• Michigan cut $350 million from state programs this year.
• Facing a $1.7 billion deficit, state agencies have been ordered to cut an additional 8 percent.
• Tax changes are being considered.
Ethel McCauley passed out while driving near Muskegon last August. Her car careened across five lanes of traffic and smashed into a utility pole. Rescue workers used the jaws of life to extract the 88-year-old woman from her vehicle.
Thanks to a pilot state program called Single Point of Entry for Long Term Care, her son and daughter-in-law, Floyd and Cheryl McCauley, received guidance from a counselor trained in navigating the long-term care system in placing Ethel in an assisted living center in North Muskegon.
But the three-year-old program that helped them and 55,000 other families find suitable caregivers within the Medicaid system was ended by Gov. Jennifer Granholm, D, and the legislature in June as part of $350 million in budget cuts. Effective Oct. 1, Granholm has proposed another 8 percent in state agency cuts to address the worst deficit in 50 years.
“In the face of a $1.7 billion state deficit, the legislature could be forced to wipe out virtually every human service Michigan continues to offer to resolve that deficit,” said Steve Gools, senior state director of AARP Michigan.
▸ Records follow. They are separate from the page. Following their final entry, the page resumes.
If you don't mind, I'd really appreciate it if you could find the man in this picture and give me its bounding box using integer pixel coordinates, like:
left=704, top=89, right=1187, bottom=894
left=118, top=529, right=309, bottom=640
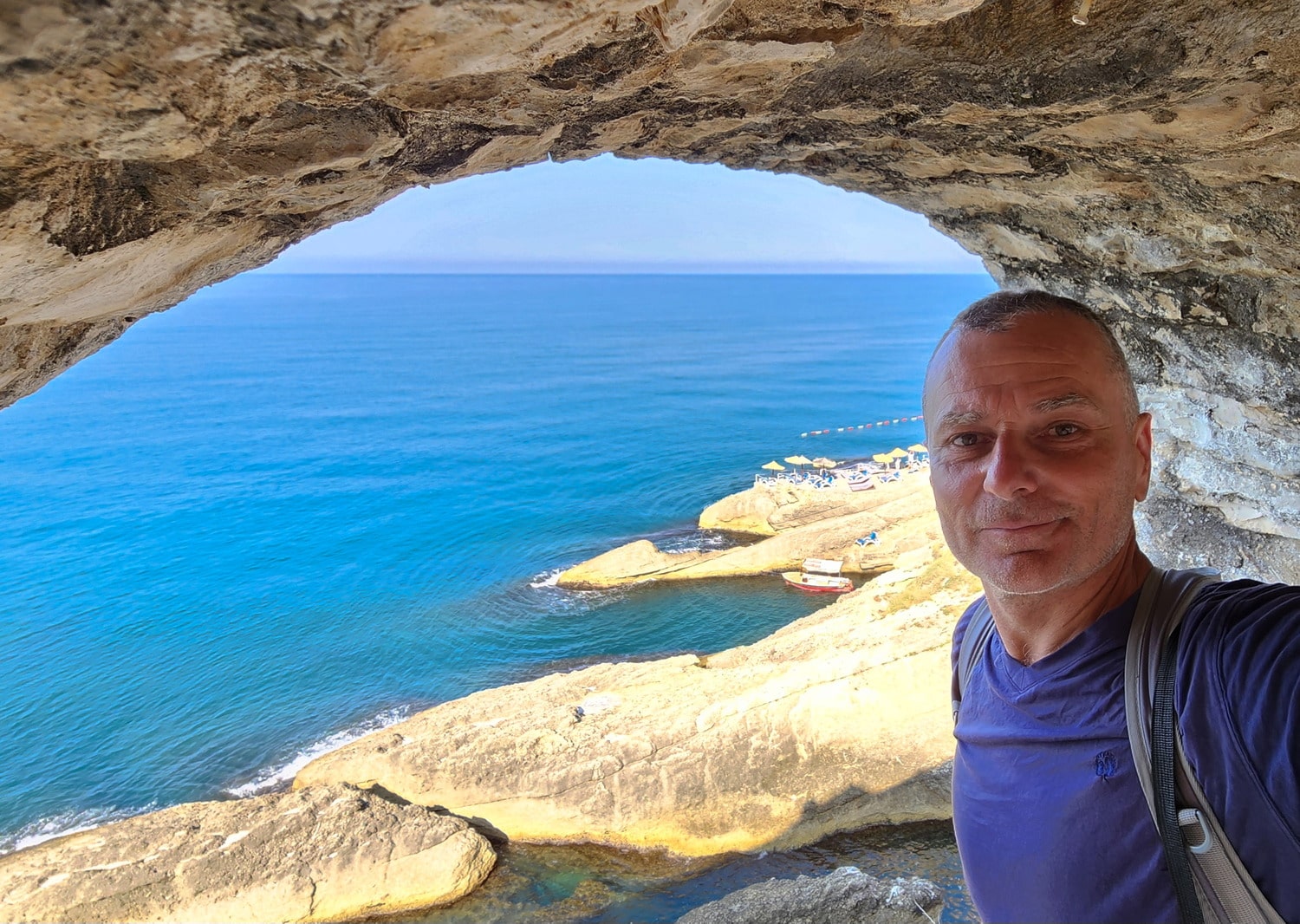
left=925, top=292, right=1300, bottom=923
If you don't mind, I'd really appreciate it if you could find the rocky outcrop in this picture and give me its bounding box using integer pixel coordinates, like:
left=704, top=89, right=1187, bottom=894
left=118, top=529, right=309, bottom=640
left=678, top=867, right=944, bottom=924
left=0, top=785, right=496, bottom=921
left=556, top=473, right=940, bottom=590
left=0, top=0, right=1300, bottom=580
left=294, top=542, right=974, bottom=856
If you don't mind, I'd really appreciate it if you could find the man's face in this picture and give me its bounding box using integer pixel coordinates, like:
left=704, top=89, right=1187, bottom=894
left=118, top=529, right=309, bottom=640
left=925, top=312, right=1151, bottom=594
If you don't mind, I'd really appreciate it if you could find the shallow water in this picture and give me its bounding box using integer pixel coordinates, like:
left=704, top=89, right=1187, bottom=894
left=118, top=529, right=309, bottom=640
left=400, top=823, right=978, bottom=924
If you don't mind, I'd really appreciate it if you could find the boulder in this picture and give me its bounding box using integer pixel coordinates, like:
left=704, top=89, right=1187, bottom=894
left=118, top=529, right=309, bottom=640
left=0, top=785, right=496, bottom=921
left=294, top=542, right=974, bottom=856
left=678, top=867, right=944, bottom=924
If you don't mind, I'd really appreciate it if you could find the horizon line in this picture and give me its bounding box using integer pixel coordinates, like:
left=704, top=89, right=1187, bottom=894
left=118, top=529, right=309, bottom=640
left=244, top=264, right=988, bottom=276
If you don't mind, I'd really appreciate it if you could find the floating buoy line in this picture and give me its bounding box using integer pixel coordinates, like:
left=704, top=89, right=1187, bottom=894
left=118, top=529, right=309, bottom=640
left=800, top=413, right=926, bottom=439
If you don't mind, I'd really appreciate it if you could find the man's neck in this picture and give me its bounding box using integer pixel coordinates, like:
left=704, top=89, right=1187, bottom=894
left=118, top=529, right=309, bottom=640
left=985, top=541, right=1151, bottom=664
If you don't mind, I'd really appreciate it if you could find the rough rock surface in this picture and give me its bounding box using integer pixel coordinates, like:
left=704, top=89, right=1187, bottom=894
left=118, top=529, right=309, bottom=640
left=0, top=0, right=1300, bottom=580
left=556, top=474, right=940, bottom=590
left=0, top=786, right=496, bottom=921
left=294, top=542, right=975, bottom=856
left=678, top=867, right=944, bottom=924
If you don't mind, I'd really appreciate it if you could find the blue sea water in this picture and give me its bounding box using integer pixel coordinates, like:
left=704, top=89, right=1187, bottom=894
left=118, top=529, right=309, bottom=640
left=0, top=273, right=993, bottom=873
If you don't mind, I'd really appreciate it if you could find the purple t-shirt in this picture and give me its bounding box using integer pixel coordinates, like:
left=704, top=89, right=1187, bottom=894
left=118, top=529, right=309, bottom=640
left=953, top=581, right=1300, bottom=924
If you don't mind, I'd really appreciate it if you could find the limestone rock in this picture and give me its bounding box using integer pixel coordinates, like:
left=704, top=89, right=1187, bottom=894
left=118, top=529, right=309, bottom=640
left=0, top=785, right=496, bottom=921
left=678, top=867, right=944, bottom=924
left=294, top=543, right=975, bottom=856
left=0, top=0, right=1300, bottom=581
left=556, top=473, right=940, bottom=590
Among the program cuts so far:
•Single Point of Entry for Long Term Care: When the governor cut the remaining $2.1 million of the state’s $6.3 million annual share, federal matching funds evaporated and the program ended May 31. The state and federal governments had split the annual cost of the $12.7 million pilot program.
• No Worker Left Behind: $7.8 million was cut from the $130.6 million federal-state program that helps retrain workers who have lost their jobs.
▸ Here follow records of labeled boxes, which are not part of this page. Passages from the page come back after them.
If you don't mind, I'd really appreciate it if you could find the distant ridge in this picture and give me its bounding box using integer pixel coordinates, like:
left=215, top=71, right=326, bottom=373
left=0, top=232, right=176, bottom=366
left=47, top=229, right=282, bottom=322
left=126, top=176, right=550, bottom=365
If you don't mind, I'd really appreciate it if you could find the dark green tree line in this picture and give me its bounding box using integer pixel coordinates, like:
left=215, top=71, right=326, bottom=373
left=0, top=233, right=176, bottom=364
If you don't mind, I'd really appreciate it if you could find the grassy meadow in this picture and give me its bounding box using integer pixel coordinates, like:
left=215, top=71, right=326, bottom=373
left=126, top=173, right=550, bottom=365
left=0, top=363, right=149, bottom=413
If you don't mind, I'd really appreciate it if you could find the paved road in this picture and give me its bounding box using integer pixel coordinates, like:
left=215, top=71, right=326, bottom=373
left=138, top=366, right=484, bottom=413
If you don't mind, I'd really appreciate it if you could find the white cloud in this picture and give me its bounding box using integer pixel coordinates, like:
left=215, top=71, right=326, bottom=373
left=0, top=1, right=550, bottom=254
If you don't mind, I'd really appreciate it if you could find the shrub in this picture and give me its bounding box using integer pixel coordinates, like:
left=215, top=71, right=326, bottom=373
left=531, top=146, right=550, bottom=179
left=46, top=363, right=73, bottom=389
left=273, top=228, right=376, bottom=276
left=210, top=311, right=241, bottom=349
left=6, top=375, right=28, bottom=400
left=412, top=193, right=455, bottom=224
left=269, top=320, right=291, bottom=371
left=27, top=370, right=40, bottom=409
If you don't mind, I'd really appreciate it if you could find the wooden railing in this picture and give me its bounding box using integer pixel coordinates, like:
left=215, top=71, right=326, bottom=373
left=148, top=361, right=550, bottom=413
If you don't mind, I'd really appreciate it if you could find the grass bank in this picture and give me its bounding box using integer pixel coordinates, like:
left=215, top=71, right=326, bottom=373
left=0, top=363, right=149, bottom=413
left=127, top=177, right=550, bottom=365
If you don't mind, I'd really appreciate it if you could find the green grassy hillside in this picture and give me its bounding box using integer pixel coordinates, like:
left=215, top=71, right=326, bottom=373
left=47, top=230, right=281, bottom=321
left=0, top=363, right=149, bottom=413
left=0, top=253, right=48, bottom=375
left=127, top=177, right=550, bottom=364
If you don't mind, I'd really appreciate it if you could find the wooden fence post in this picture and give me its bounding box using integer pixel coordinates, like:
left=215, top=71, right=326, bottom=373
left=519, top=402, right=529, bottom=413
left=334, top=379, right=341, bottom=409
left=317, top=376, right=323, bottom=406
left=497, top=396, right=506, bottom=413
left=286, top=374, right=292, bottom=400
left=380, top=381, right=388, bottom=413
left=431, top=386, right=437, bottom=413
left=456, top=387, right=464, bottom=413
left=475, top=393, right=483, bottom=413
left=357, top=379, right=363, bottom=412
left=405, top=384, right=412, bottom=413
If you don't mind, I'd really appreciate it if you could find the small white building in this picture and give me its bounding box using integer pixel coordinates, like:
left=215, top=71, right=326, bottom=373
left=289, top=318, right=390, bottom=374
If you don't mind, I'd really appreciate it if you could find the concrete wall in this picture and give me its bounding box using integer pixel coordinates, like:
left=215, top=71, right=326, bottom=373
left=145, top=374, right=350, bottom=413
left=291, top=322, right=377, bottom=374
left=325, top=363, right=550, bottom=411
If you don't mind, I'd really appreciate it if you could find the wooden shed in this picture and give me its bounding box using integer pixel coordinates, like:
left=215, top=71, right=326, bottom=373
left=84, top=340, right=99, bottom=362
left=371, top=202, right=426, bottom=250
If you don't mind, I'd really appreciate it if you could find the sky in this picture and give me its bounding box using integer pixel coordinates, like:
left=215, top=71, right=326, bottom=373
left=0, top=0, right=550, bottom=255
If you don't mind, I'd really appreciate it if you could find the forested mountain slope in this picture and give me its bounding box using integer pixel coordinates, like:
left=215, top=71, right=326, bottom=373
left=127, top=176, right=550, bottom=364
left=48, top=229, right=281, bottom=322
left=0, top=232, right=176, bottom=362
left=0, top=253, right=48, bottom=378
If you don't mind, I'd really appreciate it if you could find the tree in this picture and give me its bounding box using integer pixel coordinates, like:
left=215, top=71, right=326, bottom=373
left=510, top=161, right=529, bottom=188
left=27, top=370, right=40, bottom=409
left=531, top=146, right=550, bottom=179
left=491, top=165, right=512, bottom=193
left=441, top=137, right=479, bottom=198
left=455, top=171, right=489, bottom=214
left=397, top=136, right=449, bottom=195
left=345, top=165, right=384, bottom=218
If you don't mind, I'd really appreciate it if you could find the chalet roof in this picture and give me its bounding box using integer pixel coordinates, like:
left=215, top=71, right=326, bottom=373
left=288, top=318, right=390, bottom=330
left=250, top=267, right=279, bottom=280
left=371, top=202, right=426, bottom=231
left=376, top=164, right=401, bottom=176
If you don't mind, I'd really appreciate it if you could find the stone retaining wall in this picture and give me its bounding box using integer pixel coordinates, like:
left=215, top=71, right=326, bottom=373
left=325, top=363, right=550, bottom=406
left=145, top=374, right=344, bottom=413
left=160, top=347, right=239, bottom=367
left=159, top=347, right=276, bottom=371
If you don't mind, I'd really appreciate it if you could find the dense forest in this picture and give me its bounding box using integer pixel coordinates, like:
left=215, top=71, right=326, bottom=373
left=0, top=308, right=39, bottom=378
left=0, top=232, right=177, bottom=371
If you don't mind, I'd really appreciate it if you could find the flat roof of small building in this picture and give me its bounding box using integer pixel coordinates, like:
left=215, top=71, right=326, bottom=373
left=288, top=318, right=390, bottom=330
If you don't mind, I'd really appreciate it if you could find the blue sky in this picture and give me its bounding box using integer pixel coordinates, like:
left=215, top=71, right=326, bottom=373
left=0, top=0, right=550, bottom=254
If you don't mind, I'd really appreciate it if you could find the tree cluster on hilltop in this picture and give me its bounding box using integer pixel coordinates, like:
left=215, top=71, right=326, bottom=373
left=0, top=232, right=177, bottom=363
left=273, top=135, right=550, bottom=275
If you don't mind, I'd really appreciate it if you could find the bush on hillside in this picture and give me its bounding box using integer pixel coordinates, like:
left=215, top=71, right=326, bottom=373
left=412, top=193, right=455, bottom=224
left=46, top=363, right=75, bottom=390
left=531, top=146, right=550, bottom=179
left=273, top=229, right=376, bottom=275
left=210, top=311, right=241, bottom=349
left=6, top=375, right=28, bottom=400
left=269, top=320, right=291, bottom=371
•Medicaid: $20 million was cut from the state’s $1.6 billion share of the federal-state Medicaid program. That reduced payments to doctors, nursing homes and assisted living facilities. Chiropractic, vision and dental services were eliminated.
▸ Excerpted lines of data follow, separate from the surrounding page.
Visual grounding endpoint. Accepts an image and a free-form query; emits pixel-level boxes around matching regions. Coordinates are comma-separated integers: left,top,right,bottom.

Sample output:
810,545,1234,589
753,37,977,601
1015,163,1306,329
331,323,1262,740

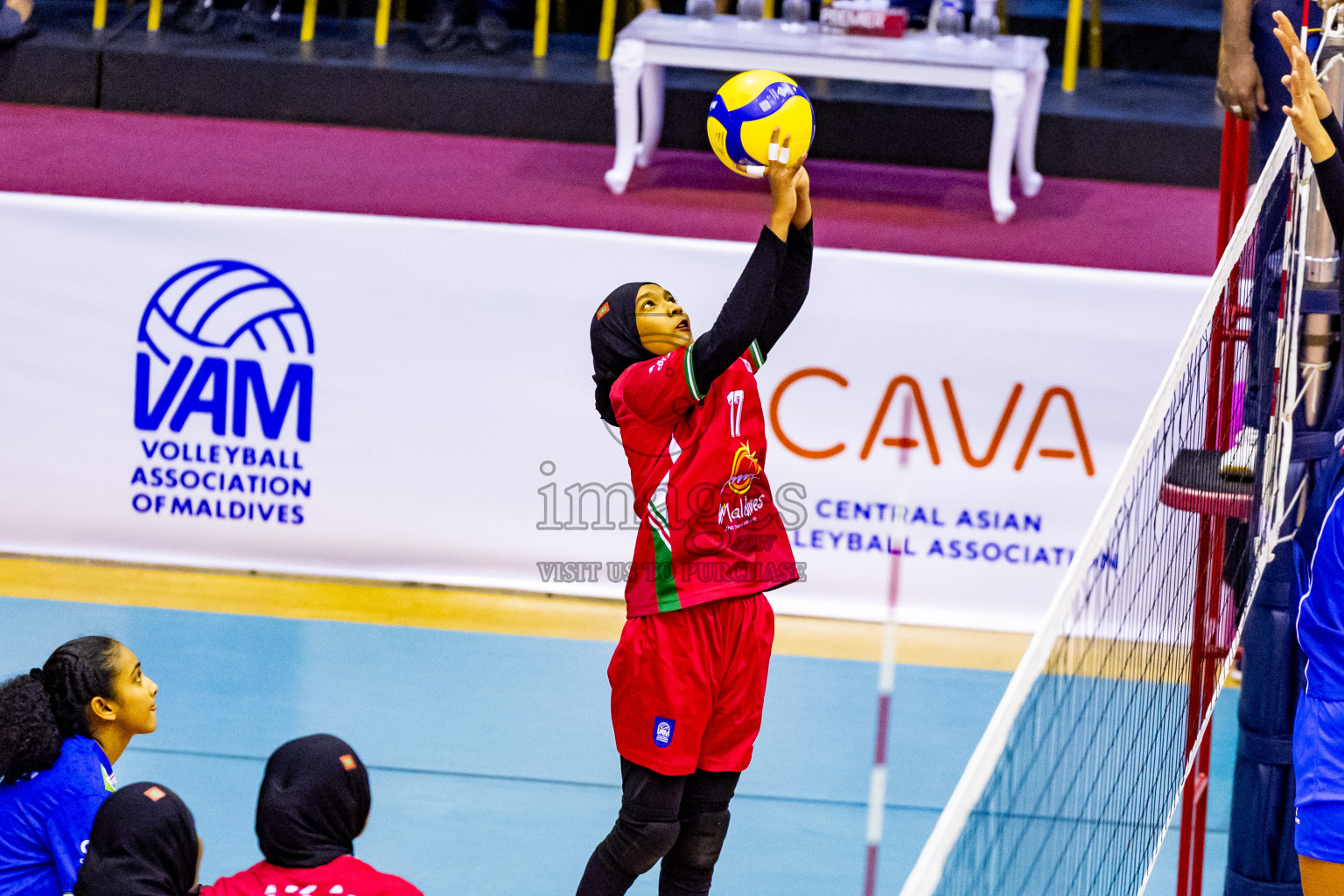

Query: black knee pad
668,808,729,871
602,811,682,878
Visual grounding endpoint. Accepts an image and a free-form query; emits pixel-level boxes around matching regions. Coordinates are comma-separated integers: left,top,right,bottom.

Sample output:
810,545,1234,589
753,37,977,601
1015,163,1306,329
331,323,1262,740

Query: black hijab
256,735,369,868
589,282,657,426
75,782,200,896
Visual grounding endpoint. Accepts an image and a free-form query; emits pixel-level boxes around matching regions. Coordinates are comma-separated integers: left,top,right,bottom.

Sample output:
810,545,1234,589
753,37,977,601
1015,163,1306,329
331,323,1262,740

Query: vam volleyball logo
132,261,316,524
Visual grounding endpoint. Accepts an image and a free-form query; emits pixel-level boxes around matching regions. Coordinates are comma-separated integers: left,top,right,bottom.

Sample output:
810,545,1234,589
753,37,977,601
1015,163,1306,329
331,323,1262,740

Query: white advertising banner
0,193,1204,630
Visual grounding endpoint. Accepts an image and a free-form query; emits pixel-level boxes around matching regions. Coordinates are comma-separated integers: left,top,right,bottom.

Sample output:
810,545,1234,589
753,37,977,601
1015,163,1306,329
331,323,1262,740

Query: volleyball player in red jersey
578,130,812,896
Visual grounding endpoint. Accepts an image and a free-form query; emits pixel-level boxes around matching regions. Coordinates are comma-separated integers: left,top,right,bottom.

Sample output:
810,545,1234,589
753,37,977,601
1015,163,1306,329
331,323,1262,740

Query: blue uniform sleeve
46,794,108,893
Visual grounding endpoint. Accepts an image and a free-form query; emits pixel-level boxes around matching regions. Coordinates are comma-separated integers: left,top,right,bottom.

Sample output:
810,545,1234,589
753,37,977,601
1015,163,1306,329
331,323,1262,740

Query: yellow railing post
532,0,551,60
1088,0,1101,68
374,0,393,47
298,0,317,43
1065,0,1083,93
597,0,615,62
The dramatic spending cuts have prompted groups like AARP and UAW to lobby lawmakers in person, send e-mails, produce surveys and host rallies calling on the legislature to reinstate or preserve vital services.
Three tax proposals have drawn the most attention:
1. Closing tax loopholes estimated to be worth $400 million. Granholm has proposed closing loopholes worth $230 million.
2. Expanding the 6 percent sales tax to cover services such as haircuts and lawn care. It would raise an estimated $1.6 billion a year—but the legislature hastily repealed a previous effort two years ago in the face of widespread opposition.
3. Replacing the state’s 4.35 percent income tax with a graduated income tax. It would raise an estimated $600 million but would require a constitutional amendment that would have to be approved by voters.
The Michigan League for Human Services estimated a graduated income tax could reduce the tax burden on more than 90 percent of taxpayers. AARP and other coalition members support the graduated tax as the most equitable way to generate revenue.
“With our current flat tax, we are taxing individuals below the poverty level at the same rate as millionaires and billionaires,” Gools said.
A recent poll showed strong public support for the graduated tax.
“We need revenue solutions, not more cuts,” said Sharon Parks, director of the Michigan League for Human Services.
The option that appears to have the best chance is closing tax loopholes. A coalition, including AARP, is calling for the reform. Cheryl McCauley said there is a need to restore services such as the Single Point of Entry program.
“I couldn’t navigate the system by myself,” she said. When she finally found help, “You wouldn’t believe the relief I felt physically and emotionally.”
Maureen McDonald is a freelance writer living in Detroit, Mich.